STUART TREVOR: LIFE AFTER ALLSAINTS

It feels right to start with the bench. Not the heavy wooden ones stacked floor-to-ceiling in AllSaints stores, part of that infamous industrial aesthetic, but a metal bench outside a small Italian sandwich shop in London. That’s where I met Stuart Trevor. We sat there with focaccias wrapped in greaseproof paper, sipping San Pellegrinos yapping in the August sun, chatting about his life while the city moved around us. It was disarmingly normal. This was the man who created AllSaints, the label that defined a generation’s going-out, rock & roll wardrobe, rewrote the look of the British high street, and turned distressed leather into a lifestyle. And yet here he was, brushing crumbs off his lap and telling me stories about Hong Kong, New York and living the high life in his old design studio in Shoreditch. 
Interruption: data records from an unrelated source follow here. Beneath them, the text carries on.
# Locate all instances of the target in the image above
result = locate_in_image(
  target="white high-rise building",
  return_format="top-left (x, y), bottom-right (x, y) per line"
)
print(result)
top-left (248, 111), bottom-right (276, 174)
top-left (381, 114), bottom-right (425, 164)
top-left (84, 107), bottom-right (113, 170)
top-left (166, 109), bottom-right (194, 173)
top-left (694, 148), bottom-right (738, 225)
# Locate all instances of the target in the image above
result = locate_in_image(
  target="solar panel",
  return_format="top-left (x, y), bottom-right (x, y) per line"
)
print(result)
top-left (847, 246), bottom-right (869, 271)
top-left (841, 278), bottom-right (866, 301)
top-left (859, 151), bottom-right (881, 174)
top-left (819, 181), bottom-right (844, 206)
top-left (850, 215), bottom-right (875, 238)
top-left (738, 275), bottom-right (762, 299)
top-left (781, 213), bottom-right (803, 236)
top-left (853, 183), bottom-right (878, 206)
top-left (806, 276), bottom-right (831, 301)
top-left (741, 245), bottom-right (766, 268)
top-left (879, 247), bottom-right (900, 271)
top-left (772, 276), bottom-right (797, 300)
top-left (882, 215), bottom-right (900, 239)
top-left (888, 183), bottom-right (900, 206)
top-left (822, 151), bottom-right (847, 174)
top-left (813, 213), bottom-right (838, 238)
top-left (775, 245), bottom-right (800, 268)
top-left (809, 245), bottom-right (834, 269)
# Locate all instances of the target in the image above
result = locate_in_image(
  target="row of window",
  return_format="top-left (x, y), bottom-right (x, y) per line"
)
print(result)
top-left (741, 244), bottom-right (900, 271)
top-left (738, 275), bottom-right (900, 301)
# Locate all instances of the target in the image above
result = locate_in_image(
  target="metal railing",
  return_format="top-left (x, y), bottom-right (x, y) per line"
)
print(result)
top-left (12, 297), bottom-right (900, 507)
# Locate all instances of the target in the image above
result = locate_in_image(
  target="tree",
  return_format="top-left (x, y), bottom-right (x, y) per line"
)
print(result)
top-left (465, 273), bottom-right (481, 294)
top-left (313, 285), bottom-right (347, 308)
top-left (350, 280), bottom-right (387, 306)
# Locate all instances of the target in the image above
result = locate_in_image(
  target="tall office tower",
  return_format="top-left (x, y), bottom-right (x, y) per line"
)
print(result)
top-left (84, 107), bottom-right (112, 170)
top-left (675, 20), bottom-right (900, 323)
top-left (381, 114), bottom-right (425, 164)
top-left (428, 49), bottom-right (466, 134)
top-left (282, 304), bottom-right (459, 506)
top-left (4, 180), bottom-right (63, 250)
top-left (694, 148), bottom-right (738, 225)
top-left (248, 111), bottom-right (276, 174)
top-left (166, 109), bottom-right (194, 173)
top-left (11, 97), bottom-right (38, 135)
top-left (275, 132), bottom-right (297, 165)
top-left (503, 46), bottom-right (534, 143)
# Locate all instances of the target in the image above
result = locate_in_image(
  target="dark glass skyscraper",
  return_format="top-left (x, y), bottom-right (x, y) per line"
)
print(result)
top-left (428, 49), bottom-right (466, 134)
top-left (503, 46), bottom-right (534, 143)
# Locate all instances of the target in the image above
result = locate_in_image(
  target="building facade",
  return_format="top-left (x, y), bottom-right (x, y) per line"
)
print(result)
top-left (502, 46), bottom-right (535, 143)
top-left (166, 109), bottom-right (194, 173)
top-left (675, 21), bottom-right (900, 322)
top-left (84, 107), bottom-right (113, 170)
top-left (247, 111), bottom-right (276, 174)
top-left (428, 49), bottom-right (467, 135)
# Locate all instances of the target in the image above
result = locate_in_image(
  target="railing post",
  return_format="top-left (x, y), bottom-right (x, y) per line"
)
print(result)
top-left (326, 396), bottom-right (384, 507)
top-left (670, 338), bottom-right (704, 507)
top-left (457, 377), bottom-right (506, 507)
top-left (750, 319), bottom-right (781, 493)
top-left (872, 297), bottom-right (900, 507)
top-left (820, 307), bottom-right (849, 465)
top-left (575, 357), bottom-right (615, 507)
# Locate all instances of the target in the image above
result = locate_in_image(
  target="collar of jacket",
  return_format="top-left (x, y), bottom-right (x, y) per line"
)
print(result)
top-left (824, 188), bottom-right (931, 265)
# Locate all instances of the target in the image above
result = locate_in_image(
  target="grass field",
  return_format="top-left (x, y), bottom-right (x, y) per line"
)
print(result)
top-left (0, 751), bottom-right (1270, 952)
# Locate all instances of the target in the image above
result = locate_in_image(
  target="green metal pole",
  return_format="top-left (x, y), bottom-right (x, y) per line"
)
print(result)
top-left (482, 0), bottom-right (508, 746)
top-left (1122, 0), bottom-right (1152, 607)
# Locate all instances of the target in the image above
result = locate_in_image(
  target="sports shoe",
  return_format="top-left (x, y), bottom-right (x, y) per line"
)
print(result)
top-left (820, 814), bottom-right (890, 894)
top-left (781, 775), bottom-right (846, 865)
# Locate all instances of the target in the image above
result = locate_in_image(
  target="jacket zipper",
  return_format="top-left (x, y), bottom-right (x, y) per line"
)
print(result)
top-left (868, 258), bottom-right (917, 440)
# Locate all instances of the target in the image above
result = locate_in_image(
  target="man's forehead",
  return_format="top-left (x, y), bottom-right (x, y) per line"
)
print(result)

And maybe that’s the thing about Stuart. For someone who changed the way Britain dressed in the late 90s and early 2000s, he's surprisingly very chilled and matter of fact, never mincing his words or appearing like somehow he's not. He’s genuine and funny in a way that cuts through the mythology. A man who started with very little, obsessed over clothes since childhood, and somehow carved an empire out of talent, no-nonsense business acumen and flea market furniture.

Stuart grew up in Dundee with his siblings. “We didn’t have money,” he says plainly. “Everything I wore was a hand-me-down.” When his mum remarried when he was eight, the family doubled overnight. “She married a guy with four kids, and then we adopted another. Suddenly there were eight of us in the house.” Clothes were rationed, toys scarcer, but imagination filled the gaps.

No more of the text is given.